Mechanisms of marine low cloud sensitivity to idealized climate perturbations: A single‐LES exploration extending the CGILS cases

Climate change sensitivities of subtropical cloud‐topped marine boundary layers are analyzed using large‐eddy simulation (LES) of three CGILS cases of well‐mixed stratocumulus, cumulus under stratocumulus, and shallow cumulus cloud regimes, respectively. For each case, a steadily forced control simulation on a small horizontally doubly periodic domain is run 10–20 days into quasi‐steady state. The LES is rerun to steady state with forcings perturbed by changes in temperature, free‐tropospheric relative humidity (RH), CO2 concentration, subsidence, inversion stability, and wind speed; cloud responses to combined forcings superpose approximately linearly. For all three cloud regimes and 2× CO2 forcing perturbations estimated from the CMIP3 multimodel mean, the LES predicts positive shortwave cloud feedback, like most CMIP3 global climate models.

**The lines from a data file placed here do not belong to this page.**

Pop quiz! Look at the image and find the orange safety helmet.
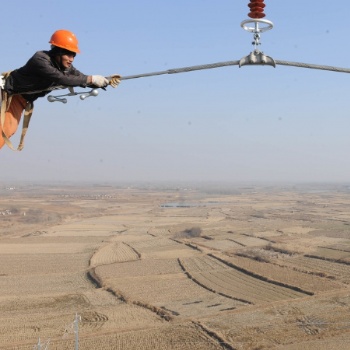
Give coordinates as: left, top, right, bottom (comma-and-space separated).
49, 29, 80, 53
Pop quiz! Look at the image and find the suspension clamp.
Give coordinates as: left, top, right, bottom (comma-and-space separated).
239, 50, 276, 68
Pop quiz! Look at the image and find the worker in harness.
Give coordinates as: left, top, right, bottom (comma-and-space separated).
0, 30, 120, 150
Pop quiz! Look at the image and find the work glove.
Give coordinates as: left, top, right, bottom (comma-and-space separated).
92, 75, 109, 87
107, 74, 121, 88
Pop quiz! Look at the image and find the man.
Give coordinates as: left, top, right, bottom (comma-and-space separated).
0, 29, 120, 150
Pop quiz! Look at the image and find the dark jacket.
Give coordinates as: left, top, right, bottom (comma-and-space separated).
5, 51, 87, 102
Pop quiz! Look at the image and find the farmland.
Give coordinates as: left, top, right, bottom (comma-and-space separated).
0, 184, 350, 350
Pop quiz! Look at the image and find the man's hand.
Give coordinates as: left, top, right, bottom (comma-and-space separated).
107, 74, 121, 87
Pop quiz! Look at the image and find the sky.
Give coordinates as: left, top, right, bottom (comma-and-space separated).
0, 0, 350, 183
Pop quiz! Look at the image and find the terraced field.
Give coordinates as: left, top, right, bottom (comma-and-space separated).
0, 186, 350, 350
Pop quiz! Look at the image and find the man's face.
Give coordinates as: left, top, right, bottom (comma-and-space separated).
60, 52, 75, 68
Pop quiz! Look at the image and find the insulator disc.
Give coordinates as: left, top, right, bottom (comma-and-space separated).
248, 12, 265, 18
248, 3, 266, 8
248, 0, 265, 18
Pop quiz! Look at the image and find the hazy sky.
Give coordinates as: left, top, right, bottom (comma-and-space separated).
0, 0, 350, 182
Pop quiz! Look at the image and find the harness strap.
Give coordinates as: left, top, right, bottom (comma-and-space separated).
0, 72, 34, 151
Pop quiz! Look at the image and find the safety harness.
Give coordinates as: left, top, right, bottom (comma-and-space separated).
0, 71, 34, 151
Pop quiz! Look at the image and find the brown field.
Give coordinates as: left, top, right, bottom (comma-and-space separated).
0, 183, 350, 350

At both stratocumulus locations, the cloud remains overcast but thins in the warmer, moister, CO2‐enhanced climate, due to the combined effects of an increased lower‐tropospheric vertical humidity gradient and an enhanced free‐tropospheric greenhouse effect that reduces the radiative driving of turbulence. Reduced subsidence due to weakening of tropical overturning circulations partly counteracts these two factors by raising the inversion and allowing the cloud layer to deepen. These compensating mechanisms may explain the large scatter in low cloud feedbacks predicted by climate models. CMIP3‐predicted changes in wind speed, inversion stability, and free‐tropospheric RH have lesser impacts on the cloud thickness. In the shallow cumulus regime, precipitation regulates the simulated boundary‐layer depth and vertical structure. Cloud‐droplet (aerosol) concentration limits the boundary‐layer depth and affects the simulated cloud feedbacks.